A 3 kg cart is moving along when it strikes a 2 kg cart (initially at rest). The velocity of the two-cart combination after the collision is 4 m/s. Calculate the velocity of the 3 kg cart before the collision.
3x + 2(0) = (3+2)(4)
x = 6.67 m/s
To calculate the velocity of the 3 kg cart before the collision, we can use the law of conservation of momentum. The law of conservation of momentum states that the total momentum before a collision is equal to the total momentum after the collision.
First, let's define some variables. Let v1 be the velocity of the 3 kg cart before the collision, and v2 be the velocity of the 2 kg cart before the collision.
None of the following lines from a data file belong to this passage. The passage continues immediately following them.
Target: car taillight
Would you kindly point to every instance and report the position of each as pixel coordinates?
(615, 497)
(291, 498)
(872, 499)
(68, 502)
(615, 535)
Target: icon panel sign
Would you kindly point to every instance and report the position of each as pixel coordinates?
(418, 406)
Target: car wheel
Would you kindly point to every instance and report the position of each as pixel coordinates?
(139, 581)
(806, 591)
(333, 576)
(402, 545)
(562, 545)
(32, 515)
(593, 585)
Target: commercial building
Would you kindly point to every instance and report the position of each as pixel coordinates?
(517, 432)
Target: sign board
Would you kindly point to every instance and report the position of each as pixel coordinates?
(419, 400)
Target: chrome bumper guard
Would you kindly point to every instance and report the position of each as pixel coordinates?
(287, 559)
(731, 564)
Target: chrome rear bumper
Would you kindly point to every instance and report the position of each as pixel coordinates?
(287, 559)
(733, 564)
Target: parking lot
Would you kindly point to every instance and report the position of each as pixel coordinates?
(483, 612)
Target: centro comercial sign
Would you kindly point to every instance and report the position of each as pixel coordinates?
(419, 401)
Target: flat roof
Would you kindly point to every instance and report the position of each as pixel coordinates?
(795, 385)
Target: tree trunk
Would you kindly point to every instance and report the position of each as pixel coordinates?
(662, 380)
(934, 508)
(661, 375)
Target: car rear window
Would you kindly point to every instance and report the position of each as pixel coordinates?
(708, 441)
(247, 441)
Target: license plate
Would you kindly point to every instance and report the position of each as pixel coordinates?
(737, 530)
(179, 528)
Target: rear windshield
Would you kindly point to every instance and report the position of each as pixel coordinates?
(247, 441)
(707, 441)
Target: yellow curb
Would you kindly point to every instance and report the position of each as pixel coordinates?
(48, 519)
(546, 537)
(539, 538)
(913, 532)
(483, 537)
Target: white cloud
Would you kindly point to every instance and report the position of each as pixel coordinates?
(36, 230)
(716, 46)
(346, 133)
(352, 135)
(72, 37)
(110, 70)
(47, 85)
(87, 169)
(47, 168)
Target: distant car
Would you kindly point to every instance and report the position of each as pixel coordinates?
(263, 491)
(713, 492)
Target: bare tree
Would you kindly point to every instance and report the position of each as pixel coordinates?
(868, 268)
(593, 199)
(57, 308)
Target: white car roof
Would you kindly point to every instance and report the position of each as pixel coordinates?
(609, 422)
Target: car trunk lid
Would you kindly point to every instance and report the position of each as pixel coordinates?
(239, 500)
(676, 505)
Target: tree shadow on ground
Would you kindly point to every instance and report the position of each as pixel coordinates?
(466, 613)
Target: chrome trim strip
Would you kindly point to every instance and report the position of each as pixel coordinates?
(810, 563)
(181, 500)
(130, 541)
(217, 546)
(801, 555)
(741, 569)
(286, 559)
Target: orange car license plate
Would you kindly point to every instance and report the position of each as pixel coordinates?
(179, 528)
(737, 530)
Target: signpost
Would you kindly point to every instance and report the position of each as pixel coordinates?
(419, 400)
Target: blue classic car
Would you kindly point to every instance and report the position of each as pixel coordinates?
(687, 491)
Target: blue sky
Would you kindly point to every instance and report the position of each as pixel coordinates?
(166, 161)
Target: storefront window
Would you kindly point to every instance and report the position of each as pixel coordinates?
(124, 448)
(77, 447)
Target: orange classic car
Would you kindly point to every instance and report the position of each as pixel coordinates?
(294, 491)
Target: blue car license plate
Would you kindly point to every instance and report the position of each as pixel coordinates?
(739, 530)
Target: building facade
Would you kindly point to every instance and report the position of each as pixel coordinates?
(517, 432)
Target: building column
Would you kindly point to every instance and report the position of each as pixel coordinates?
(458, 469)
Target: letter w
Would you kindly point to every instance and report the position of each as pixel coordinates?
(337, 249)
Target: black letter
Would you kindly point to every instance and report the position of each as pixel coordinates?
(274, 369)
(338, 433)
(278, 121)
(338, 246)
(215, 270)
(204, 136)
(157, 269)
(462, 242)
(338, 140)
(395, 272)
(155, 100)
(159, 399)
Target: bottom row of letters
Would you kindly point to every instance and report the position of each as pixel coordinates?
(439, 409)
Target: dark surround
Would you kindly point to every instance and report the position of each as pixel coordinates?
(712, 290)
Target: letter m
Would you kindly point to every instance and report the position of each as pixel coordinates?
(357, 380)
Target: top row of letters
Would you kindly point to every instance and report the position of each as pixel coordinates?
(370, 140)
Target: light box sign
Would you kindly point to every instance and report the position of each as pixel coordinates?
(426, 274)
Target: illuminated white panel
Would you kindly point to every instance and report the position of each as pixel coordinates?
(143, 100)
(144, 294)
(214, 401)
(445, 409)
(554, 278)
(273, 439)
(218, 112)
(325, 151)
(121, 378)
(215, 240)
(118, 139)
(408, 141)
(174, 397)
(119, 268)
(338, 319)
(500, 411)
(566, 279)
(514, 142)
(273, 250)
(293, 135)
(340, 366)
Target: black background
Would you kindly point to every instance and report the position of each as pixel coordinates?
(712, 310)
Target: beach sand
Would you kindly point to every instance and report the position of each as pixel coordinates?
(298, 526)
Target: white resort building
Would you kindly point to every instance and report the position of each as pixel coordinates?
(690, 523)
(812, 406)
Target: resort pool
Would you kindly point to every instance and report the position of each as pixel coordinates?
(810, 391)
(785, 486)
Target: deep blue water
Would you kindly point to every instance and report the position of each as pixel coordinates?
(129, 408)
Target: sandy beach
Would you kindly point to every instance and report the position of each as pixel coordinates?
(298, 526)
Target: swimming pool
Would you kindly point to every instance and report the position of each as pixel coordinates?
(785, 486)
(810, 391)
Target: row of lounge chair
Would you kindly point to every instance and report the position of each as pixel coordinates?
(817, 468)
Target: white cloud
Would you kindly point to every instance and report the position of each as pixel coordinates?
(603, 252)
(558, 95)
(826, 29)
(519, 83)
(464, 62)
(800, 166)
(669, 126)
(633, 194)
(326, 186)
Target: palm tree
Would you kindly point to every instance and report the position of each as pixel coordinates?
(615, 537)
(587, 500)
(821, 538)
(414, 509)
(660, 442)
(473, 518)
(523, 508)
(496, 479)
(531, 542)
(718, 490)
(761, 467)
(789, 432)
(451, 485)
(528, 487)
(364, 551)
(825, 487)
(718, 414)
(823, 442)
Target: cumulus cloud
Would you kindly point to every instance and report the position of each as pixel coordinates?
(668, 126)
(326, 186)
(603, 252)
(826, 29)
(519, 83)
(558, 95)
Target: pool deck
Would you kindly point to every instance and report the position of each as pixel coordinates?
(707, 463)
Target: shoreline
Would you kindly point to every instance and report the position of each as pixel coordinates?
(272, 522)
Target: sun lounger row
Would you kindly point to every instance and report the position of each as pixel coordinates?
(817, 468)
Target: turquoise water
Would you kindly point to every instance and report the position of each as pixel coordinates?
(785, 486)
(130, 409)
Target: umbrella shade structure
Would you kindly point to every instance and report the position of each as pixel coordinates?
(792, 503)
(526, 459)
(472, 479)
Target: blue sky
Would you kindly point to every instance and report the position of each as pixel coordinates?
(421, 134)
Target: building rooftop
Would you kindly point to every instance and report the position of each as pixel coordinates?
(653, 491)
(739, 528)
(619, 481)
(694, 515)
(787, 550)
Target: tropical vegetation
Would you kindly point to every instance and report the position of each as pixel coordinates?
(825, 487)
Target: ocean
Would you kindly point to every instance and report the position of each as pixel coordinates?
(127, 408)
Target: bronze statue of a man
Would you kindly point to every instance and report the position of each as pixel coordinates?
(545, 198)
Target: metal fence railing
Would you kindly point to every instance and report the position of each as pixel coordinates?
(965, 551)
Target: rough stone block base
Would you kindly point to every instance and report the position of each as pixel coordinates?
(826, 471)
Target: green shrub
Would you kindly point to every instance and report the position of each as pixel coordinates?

The equation for conservation of momentum is:
(m1 * v1) + (m2 * v2) = (m1 * V1) + (m2 * V2)
Where:
m1 and m2 are the masses of the carts
v1 and v2 are the velocities of the carts before the collision
V1 and V2 are the velocities of the carts after the collision
Given:
m1 = 3 kg
m2 = 2 kg
V1 = 4 m/s
v2 = 0 m/s (since the 2 kg cart is initially at rest)
We can substitute these values into the equation and solve for v1:
(3 kg * v1) + (2 kg * 0 m/s) = (3 kg * 4 m/s) + (2 kg * 4 m/s)
3 kg * v1 = 12 kg*m/s
Dividing both sides of the equation by 3 kg, we get:
v1 = 4 m/s
Therefore, the velocity of the 3 kg cart before the collision is 4 m/s.